Seperti yang sudah menjadi rahasia umum,
bahwa dalam sistem perpolitikan seseorang bisa menjadi serigala bagi orang yang
lainnya. Tak ayal, cara keji pun sampai terlaksana seolah hal itu menjadi
sesuatu yang biasa di lakukan. Lain dari itu, sifat hewani seorang manusia pun
akan menguar di karenakan belaian tiga hal pokok menjadi fokus alihan dari akal
jernihnya, yang tak lain berupa harta, tahta, dan wanita.

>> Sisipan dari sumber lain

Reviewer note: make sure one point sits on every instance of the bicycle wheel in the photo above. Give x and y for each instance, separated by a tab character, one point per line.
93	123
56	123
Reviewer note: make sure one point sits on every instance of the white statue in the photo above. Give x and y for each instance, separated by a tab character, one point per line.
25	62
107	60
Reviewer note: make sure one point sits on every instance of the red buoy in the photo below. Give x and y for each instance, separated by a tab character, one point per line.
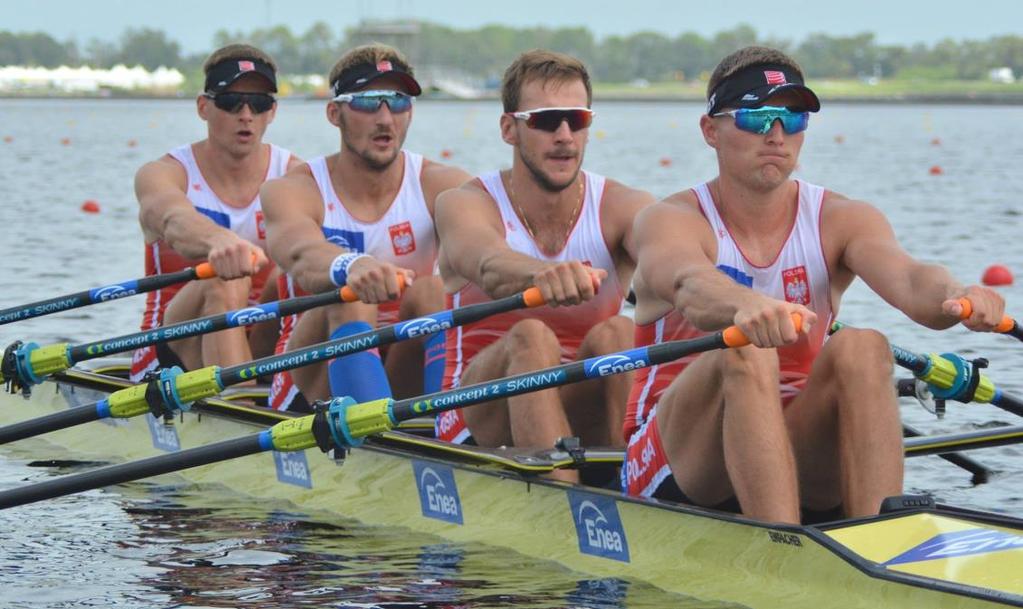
996	274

Untuk penyajian sampul buku telah
memunculkan banyak pertanyaan akan isinya. Dengan warna merah muda dan gambar
babi yang memiliki semacam topi berbintang (seolah mengesankan akan sebuah
jabatan), mungkin sekilas bagi orang yang jeli akan langsung menangkap apa
kiranya isi dari novel tersebut.
Sedangkan untuk isi dari buku
sendiri memiliki tingkat kesulitan pemahaman bagi pembaca tersebab ini
merupakan novel terjemah dimana kesesuaian kalimat dalam bahasa asing menjadi
pertimbangan dalam menerjemahkannya. Sehingga, amat di sayangkan karena tak
semua orang dapat menangkap isi cerita secara langsung dan memaknainya.

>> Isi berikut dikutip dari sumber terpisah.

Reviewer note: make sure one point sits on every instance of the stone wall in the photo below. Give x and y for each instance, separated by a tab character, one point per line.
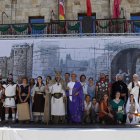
20	10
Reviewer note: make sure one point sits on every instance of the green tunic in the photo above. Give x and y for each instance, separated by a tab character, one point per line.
117	108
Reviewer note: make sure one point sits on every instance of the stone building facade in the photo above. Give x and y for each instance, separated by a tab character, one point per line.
46	56
19	11
19	63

Lalu untuk keseluruhan, novel ini
cocok menjadi bahan bacaan bagi kawula muda untuk mempelajari gaya bahasa,
kiasan, sudut pandang orang barat, dan sebagai inspirasi guna memunculkan ide –
ide kreatif lainnya untuk menulis dan mengamati secara mendalam isu sosial yang
kiranya memakan waktu yang lama dalam pengkajiannya.
Ada kalanya kelebihan dan kekurangan
dalam buku ini saling mempengaruhi satu sama lainnya, namun bukan berarti
antara keduanya tak memiliki sesuatu yang disebut manusiawi itu sendiri. Kurang
lebih itulah sedikit ulasan yang bisa saya sampaikan mengenai buku Animal Farm ini. Beda kepala beda
pemikiran, maka setiap penilaian tak terpungkiri pasti akan berbantahan dengan penilaian
lainnya, karena sejatinya itu adalah suatu hal yang wajar.